As discovered by Venda Valet Ltd [2016] TC 05321 and Vickers Reynolds & Co (Lye) Ltd [2007] BVC 4,028 if a company’s contractual restrictions are inadequate, input tax recovery will be blocked as the ‘unavailable for private use’ test will not be met.

Charging for private use

If a charge is made for the private use of a vehicle which is used for business purposes, the input tax block does not apply (the hiring of a vehicle being a business activity) and output tax is due on the hire charge.

Businesses which permit employees, directors or other persons to use their vehicles privately in exchange for a hire charge must ensure that the charge is set at a commercial level. Charging a non-commercial fee is regarded as making the vehicle available for private use (VAT (Input Tax) Order 1992 SI 1992/3222 art. 7(2G)(a)).

‘Relevant purpose’

If a car is used primarily for a relevant purpose, ie, as a taxi, for self-drive hire or for driving instruction, input tax recovery is not blocked, even if there is some private use.

Thus, for example, a driving instructor could recover VAT incurred on the purchase of a car even if it was their only vehicle and it was used for some private driving. However, businesses in this position should be mindful that use must be primarily for a relevant purpose and assess each case on its own merits.

Motor dealers and traders

We do not have space in this article to consider the position of motor dealers and traders in detail. The motor cars purchased as stock in trade by dealers, for hire by car leasing firms or as demonstrator vehicles are normally treated as having exclusive business use and the input tax block does not apply.
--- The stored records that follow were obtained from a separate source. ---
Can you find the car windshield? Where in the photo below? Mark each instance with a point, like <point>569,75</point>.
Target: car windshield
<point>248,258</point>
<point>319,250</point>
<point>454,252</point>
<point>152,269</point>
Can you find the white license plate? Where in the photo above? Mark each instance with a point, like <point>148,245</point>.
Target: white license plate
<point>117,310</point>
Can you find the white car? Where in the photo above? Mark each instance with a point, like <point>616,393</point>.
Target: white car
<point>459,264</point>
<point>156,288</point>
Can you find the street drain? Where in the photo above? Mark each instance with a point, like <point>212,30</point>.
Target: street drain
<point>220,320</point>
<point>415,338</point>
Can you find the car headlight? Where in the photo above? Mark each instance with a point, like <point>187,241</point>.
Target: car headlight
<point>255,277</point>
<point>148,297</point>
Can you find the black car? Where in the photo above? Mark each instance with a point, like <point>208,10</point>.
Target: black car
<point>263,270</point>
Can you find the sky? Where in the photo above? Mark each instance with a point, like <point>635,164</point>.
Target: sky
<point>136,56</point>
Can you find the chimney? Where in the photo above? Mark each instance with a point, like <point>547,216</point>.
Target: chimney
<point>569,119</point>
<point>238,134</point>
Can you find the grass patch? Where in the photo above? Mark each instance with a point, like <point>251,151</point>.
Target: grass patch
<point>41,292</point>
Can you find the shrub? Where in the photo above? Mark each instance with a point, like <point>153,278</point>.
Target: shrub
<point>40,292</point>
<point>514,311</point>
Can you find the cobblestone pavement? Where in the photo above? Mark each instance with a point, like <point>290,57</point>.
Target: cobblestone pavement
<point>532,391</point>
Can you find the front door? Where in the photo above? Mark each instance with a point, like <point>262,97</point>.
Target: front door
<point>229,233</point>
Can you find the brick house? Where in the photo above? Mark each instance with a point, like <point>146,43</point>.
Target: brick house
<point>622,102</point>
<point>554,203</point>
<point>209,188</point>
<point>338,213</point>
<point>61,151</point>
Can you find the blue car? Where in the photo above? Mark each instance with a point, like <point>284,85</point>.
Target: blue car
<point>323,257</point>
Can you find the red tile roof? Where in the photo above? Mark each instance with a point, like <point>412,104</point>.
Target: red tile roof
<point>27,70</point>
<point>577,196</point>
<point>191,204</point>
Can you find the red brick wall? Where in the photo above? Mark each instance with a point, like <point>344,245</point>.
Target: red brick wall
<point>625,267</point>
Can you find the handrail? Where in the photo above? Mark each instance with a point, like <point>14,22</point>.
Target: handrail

Such businesses must be mindful that private use of vehicles (unless a commercial charge is made, see above) could either trigger an output tax charge or prejudice input tax recovery in the first place and consult the relevant HMRC guidance.


Although it is relatively well known that an input tax block applies to the purchase of a car which is not exclusively for a business purpose, the detail of the definition of a car and the strictness of the exclusive business use condition are often overlooked.